If you read her first thread, she probably actually needs one, and some supportive, disinterested advice, judging from what she posted about how her mom treats her.
I followed that back and found that I had responded to her queries then (being helpful and NOT rude, lol....). She's obviously unhappy in her coursework, and my advice was to stop, then, and reassess as she wasn't going to suddenly BECOME happy with it. Seems I was right.
Projecting her unhappiness with her life situation and life choices onto those who have done her no harm isn't fair, especially to those whom she labels so nastily. I imagine that those specific nurses she's encountered (and found so unforgivingly offensive) might just have a few choice words to say about her, too. Food for thought.
Perhaps
I can count on my two hands the number of nurses in 14 years as a nurse that are truly catty, unhelpful, rude, know-it-alls, or any combination of the above. Truly.
Just as in every other group of people out there, in nursing there are going to have some people you really like (hopefully this will be the biggest group but not a given), a few members of the Order of the Perpetually Peed-in Cornflakes, and the middle ground of people you won't fraternize with outside work but can get along with well enough to do your respective jobs.

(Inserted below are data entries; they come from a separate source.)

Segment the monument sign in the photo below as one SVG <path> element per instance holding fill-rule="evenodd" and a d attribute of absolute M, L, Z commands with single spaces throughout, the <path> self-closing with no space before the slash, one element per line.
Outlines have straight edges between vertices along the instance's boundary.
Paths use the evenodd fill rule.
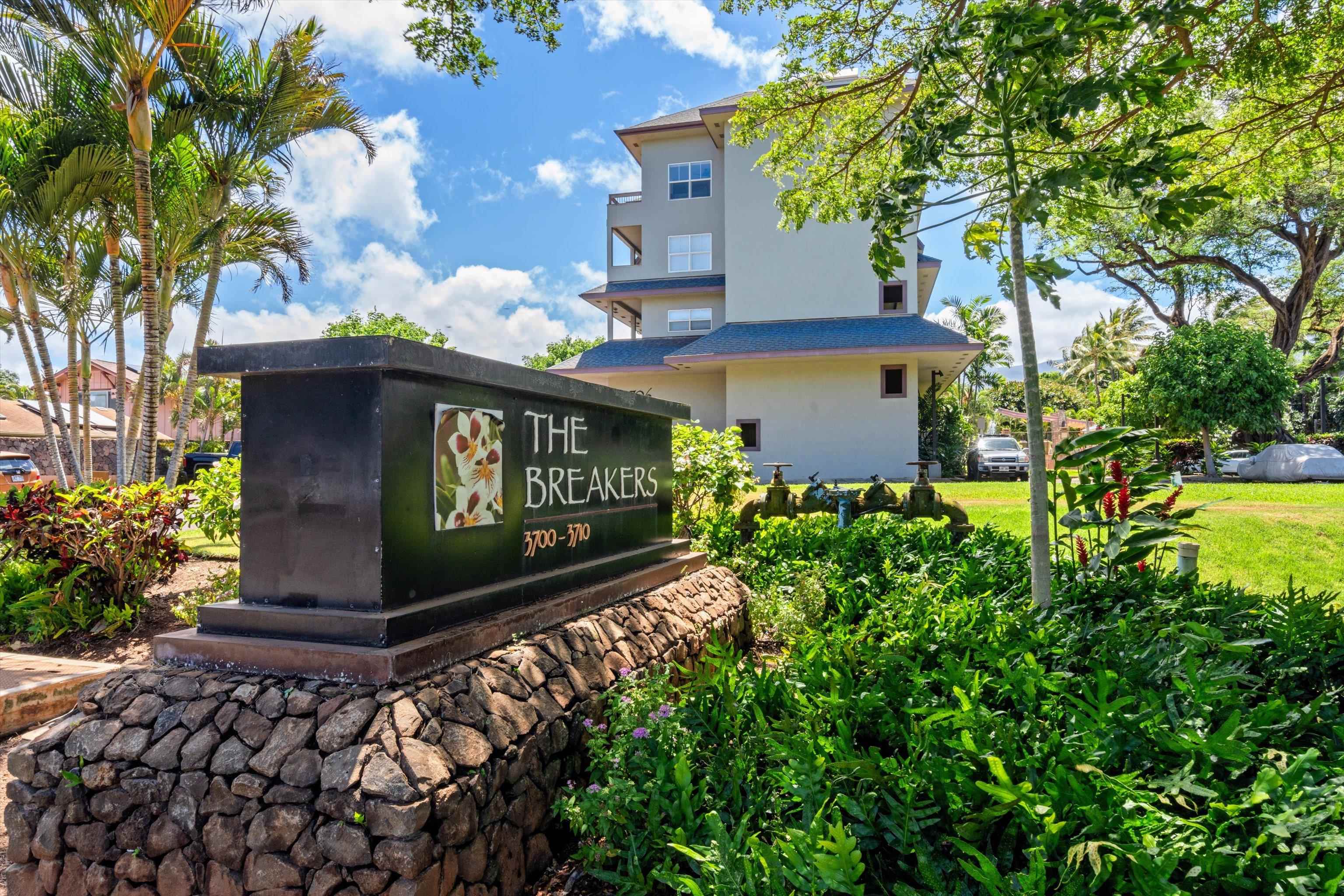
<path fill-rule="evenodd" d="M 380 336 L 206 348 L 200 368 L 242 377 L 241 599 L 163 658 L 210 658 L 184 637 L 239 668 L 263 665 L 247 638 L 395 647 L 687 552 L 684 404 Z"/>

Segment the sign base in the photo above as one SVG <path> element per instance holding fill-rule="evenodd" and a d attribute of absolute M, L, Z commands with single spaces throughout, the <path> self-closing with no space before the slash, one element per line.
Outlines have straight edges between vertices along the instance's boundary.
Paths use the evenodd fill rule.
<path fill-rule="evenodd" d="M 684 541 L 675 544 L 684 551 Z M 155 638 L 155 660 L 250 674 L 331 678 L 355 684 L 383 685 L 409 681 L 508 643 L 517 635 L 548 629 L 607 603 L 667 584 L 704 566 L 704 553 L 681 553 L 625 572 L 614 579 L 472 619 L 468 623 L 390 647 L 317 643 L 284 637 L 246 637 L 187 629 L 157 635 Z M 224 607 L 233 603 L 211 606 Z M 207 609 L 210 607 L 202 607 L 202 615 Z M 257 609 L 267 610 L 267 607 Z M 312 618 L 312 614 L 316 613 L 336 613 L 288 607 L 271 607 L 270 610 L 281 610 L 285 614 L 305 614 L 305 618 Z M 364 617 L 372 614 L 344 611 L 343 615 Z M 273 623 L 267 622 L 267 625 Z M 312 637 L 310 630 L 305 634 Z"/>

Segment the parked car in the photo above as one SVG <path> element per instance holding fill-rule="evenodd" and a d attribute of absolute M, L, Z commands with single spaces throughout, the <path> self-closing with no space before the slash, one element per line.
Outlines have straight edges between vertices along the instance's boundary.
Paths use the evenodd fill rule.
<path fill-rule="evenodd" d="M 1253 455 L 1254 453 L 1247 449 L 1234 449 L 1226 457 L 1218 459 L 1218 472 L 1223 476 L 1236 476 L 1236 469 L 1242 465 L 1242 461 L 1249 461 Z"/>
<path fill-rule="evenodd" d="M 242 457 L 242 442 L 230 442 L 227 451 L 188 451 L 181 455 L 183 476 L 185 476 L 187 480 L 191 480 L 198 472 L 204 470 L 207 466 L 214 466 L 226 457 Z"/>
<path fill-rule="evenodd" d="M 1027 451 L 1011 435 L 981 435 L 966 454 L 966 478 L 1027 478 Z"/>
<path fill-rule="evenodd" d="M 0 486 L 13 489 L 20 485 L 42 482 L 42 470 L 32 457 L 22 451 L 0 451 Z"/>
<path fill-rule="evenodd" d="M 1270 445 L 1242 461 L 1236 476 L 1257 482 L 1344 481 L 1344 454 L 1329 445 Z"/>

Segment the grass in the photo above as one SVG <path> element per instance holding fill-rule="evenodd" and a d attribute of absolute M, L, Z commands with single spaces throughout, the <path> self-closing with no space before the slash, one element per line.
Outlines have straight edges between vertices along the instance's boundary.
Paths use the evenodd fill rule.
<path fill-rule="evenodd" d="M 1027 536 L 1025 482 L 946 481 L 937 489 L 960 501 L 977 527 L 993 524 Z M 1309 591 L 1344 591 L 1344 484 L 1187 482 L 1180 506 L 1219 500 L 1195 517 L 1207 527 L 1193 533 L 1204 580 L 1267 592 L 1282 591 L 1292 578 Z"/>
<path fill-rule="evenodd" d="M 180 536 L 187 553 L 199 557 L 228 557 L 238 559 L 238 545 L 233 541 L 211 541 L 200 529 L 183 529 Z"/>

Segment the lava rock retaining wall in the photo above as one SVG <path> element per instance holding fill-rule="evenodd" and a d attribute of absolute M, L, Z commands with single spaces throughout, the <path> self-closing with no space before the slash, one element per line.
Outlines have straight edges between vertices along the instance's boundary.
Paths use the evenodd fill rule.
<path fill-rule="evenodd" d="M 622 666 L 746 631 L 708 567 L 414 682 L 125 668 L 9 752 L 11 896 L 513 896 Z"/>

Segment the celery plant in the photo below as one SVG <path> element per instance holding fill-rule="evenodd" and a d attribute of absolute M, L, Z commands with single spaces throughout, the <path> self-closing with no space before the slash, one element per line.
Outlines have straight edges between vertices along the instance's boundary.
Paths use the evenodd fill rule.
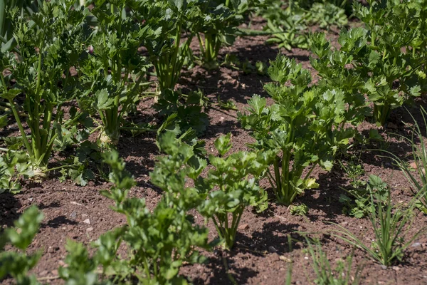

At baseline I find it pretty easy to let others' opinions of me roll off. If you can cultivate this, it helps. That way when you do come across a grouch you can think, they're not doing it to me, they're just doing it.
Hasty generalizations are also a hindrance to good interpersonal relationships and collegiality, if you catch my drift.
QuietRiot
292 Posts
You're right, I don't know why people like to pretend this is not the case.